Hadits ini diterjemahkan begitu saja tanpa menerjemahkan takhrij hadits yang disebutkan Al-Kandahlawi. Dia berkata setelah itu: “Diriwayatkan oleh Ath-Thabrani dalam Ash-Shaghir, Al-Hakim, Abu Nu’aim, Al-Baihaqi yang keduanya dalam kitab Ad-Dala`il, Ibnu ‘Asakir dalam Ad-Durr, dan dalam Majma’ Az-Zawa`id (disebutkan): Diriwayatkan Ath-Thabrani dalam Al-Ausath dan Ash-Shaghir, dan dalam (sanad)-nya ada yang tidak aku kenal. Aku berkata: Dan dikuatkan yang lainnya berupa hadits yang masyhur: “Kalau bukan karena engkau, aku tidak menciptakan jagad raya ini”, Al-Qari berkata dalam Al-Maudhu’at: “Hadits ini palsu.”

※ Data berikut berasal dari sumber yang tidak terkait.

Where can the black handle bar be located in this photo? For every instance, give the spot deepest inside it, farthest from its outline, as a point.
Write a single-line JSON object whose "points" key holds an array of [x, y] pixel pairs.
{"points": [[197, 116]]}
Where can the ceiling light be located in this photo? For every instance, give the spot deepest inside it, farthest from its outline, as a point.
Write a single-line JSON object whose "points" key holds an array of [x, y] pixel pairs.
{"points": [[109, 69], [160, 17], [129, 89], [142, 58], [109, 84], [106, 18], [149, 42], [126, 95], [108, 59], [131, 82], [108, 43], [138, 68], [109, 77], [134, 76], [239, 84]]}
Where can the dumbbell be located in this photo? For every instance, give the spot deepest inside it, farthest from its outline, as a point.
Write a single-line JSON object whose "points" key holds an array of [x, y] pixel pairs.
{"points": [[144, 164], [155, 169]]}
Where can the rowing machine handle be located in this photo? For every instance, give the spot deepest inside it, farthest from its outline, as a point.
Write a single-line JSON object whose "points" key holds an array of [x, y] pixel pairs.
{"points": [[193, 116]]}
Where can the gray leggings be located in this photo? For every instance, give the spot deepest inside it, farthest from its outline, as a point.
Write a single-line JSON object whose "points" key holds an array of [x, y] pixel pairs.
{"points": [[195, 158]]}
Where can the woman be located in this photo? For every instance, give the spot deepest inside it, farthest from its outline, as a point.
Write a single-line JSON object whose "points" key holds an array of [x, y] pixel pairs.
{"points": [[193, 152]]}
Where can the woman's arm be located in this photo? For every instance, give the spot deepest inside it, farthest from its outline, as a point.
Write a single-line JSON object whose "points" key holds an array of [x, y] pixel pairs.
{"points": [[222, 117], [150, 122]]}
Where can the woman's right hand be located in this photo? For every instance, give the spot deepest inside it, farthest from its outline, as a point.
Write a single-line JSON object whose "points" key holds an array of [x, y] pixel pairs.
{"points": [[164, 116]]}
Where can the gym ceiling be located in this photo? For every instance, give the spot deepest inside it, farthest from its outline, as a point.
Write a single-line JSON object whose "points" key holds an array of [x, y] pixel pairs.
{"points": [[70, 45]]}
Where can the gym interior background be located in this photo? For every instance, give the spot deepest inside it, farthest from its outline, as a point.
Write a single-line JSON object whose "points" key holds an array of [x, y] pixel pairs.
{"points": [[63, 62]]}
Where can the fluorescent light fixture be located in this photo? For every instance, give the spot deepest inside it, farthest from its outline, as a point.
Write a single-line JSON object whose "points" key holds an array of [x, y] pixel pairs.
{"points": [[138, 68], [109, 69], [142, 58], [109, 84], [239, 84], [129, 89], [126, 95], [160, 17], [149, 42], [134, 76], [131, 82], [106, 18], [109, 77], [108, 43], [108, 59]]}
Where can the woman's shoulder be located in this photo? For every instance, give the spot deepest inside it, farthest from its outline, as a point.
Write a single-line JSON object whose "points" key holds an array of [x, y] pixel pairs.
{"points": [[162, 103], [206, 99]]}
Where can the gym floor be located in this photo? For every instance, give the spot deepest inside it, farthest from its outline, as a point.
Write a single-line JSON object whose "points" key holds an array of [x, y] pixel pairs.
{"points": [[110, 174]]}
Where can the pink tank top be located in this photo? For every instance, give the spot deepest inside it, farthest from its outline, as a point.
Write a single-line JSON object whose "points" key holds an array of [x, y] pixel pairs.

Cobalah pembaca perhatikan. Hadits ini pada hakekatnya telah diketahui oleh penulisnya sebagai hadits yang tidak bisa dijadikan sebagai hujjah, bahkan tidak dikuatkan dengan adanya jalan (sanad) lain. Namun ucapan ini tidak diterjemahkan, sehingga para pembaca kitab ini menyangka bahwa hadits ini termasuk hadits yang bisa diamalkan. Rincian kedudukan hadits ini bisa dilihat dalam kitab Silsilah Al-Ahadits Adh-Dha’ifah (1/25) dan kitab At-Tawassul mulai hal. 105, dst. Kedua kitab tersebut karya Al-’Allamah Muhammad Nashiruddin Al-Albani rahimahullah, di mana beliau menghukumi hadits tersebut sebagai hadits palsu.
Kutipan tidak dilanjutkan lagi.